The local Authority's Planning Committee approved by 10 votes to 8, plans to build 1,800 new homes, a school and a health centre at Dunsfold Aerodrome when they met on Wednesday 14th December.
The developers have to satisfy some conditions, such as the improvement of local roads and the provision of a bus service, sports facilities and open spaces.
This was the second planning application in less than a decade, by Dunsfold Airport Ltd., the owners of Dunsfold Park. A proposal to build 2,600 homes on the same site was rejected by the same planning authority in 2008 and the rejection was supported by the government in 2009 following an appeal by the owners. The latest proposal addresses some of the issues with the earlier plan, reducing the number of houses and providing better transport and health facilities, cited as some of the reasons for refusal last time.
Dunsfold airfield was built by the Royal Canadian Army in 1942. It was originally an emergency airfield and sometime home to B25s, Mustangs, Spitfires and other WWII craft. Following the war, the airfield was a repatriation centre which handled over 47,500 prisoners of war and also played a part in the Berlin airlift in 1948/9.
The airfield was involved in the development of the Harrier, Hawk, Hunter and other aircraft when it was owned by Hawker Aircraft Company Ltd (now part of BAE systems). It is private unlicensed airfield but is still used by the service aircraft. The Chinook can often be seen practicing and other visitors are not uncommon.
In December 2015 the local planning authority, Waverley Borough Council, published these revised proposals to build a 'settlement' of 1,800 houses, schools, community and health centres, recreational facilities and ancillary service buildings on the site, currently occupied by Dunsfold Business Park, home to around 100 businesses. In the meantime there has been consultation with local households and businesses and opposition from 'Protect Our Waverley'.
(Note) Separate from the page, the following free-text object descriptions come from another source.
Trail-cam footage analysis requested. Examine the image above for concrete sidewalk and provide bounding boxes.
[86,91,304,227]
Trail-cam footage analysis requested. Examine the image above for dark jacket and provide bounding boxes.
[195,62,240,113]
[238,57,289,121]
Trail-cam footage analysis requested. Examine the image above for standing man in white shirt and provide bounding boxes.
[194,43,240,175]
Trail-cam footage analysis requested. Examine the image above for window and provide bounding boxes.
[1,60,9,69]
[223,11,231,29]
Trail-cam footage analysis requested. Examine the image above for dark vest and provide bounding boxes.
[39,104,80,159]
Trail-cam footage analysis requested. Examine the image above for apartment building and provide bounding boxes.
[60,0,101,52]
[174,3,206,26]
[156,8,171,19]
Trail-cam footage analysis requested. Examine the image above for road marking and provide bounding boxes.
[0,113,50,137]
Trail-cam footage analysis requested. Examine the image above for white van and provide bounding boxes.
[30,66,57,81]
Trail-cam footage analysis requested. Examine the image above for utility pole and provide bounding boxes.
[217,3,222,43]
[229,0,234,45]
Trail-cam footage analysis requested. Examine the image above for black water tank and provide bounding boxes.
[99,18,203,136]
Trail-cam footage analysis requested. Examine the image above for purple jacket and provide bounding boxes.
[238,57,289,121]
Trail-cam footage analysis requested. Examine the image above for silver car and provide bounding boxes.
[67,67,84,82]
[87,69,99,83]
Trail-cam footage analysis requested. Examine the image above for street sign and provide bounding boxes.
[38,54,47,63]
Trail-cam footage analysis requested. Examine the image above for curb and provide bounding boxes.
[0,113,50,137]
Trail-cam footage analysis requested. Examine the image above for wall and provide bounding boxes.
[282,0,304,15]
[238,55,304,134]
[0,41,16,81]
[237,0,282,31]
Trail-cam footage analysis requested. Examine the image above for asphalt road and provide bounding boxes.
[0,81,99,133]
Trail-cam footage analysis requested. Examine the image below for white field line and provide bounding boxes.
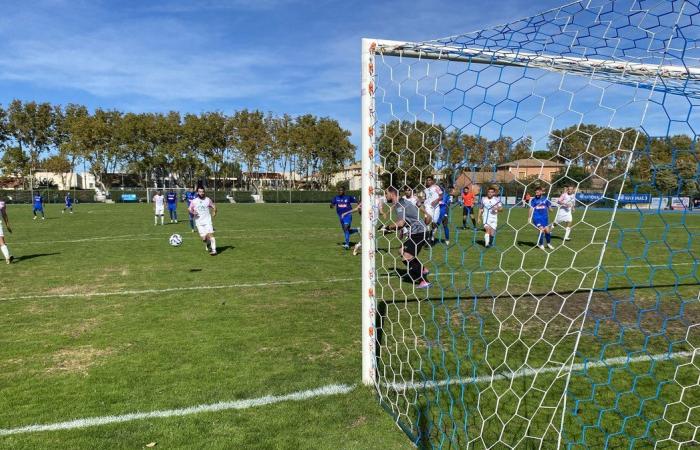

The proposals would not necessarily mean the end of all the existing buildings: they make provision for retail, offices, industry and research and development, partly in existing and partly in new buildings. But there is no mention of the aerodrome, or of anything specifically connected to aviation, except 'the removal of three runways'. The full set of planning documents can be accessed from Waverley Borough Council's web site.
Despite the decision to develop the aerodrome, the preparatory stages will take quite a while. Wings and Wheels 2017 will not be affected.
For over a decade the site has hosted Dunsfold Wings and Wheels. The airshow offers excellent flying mixed with classic civilian and military vehicles, a superb ground show, re-enactors, plenty of trade and amusement stands and a static aircraft display. Over that time Dunsfold has grown not only in age but also in popularity, becoming one of the show circuit favourites. Progress of the proposal would put an end to Dunsfold Wings and Wheels, currently enjoyed over two days of the August Bank Holiday period.